NGINX routing based on server 200 response failures


My goal is to configure nginx's stream object(s) in the config to route requests to a backup upstream in the event that one fails on certain health checks (2/3)

The health checks while sort of specific I believe shouldn't be an issue:

-TCP 1212 availability

-TCP 1912 availability

-HTTP GET on 7078 /?

-Response should be 200 and if I can get the body somehow to check that it's as expected, even better!

If these checks fail on one upstream "cluster" so to speak, I would like to route requests to another identical cluster, much like a back up.

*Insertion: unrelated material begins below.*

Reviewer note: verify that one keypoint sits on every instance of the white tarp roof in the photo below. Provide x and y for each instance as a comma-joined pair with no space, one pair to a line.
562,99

The issue I'm solving lies in the fact that the servers are quite literally half a world apart and so load balancing through one server would cause the same latency as if you waited for it to fail. So while a load balancer would have "routing" behavior in the end, the response time would be unacceptable.

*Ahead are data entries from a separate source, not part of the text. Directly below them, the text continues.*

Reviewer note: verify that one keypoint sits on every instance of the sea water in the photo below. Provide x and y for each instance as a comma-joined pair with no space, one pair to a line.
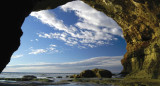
38,75
45,75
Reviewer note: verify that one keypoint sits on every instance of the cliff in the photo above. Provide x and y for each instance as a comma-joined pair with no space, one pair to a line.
139,19
140,22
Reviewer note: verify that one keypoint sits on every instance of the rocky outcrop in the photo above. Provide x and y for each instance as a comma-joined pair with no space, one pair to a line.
139,19
99,73
140,22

Is there a way to do this in NGINX configs or am I spreading it too thin?


Solution

  • The NGINX upstream module will do passive health checks for you, meaning it will react to connection failures, and optionally switch to backup servers as necessary. To some extent, that might be enough for you.

    What you're describing here though are active health checks that let you check different ports from the traffic port, assert HTTP status, header values and even body content. Unfortunately, having dangled that in front of you, these are only available as part of the NGINX Commercial Subscription, which I'm guessing isn't what you're looking for.

    If you do need that kind of pro-active health checks, you can still do it from outside of NGINX. One approach might be:

    1. put your upstreams in separate confs, and include one of them where you need it
    2. use ncat and/or curl in a every-minute cron job to do the tests that matter to you
    3. if ever those tests fail, switch out the upstream confs, and tell NGINX to do a zero-downtime reload

    You can switch confs by fast mv to rename the right one to match the include, you shouldn't have to rewrite anything.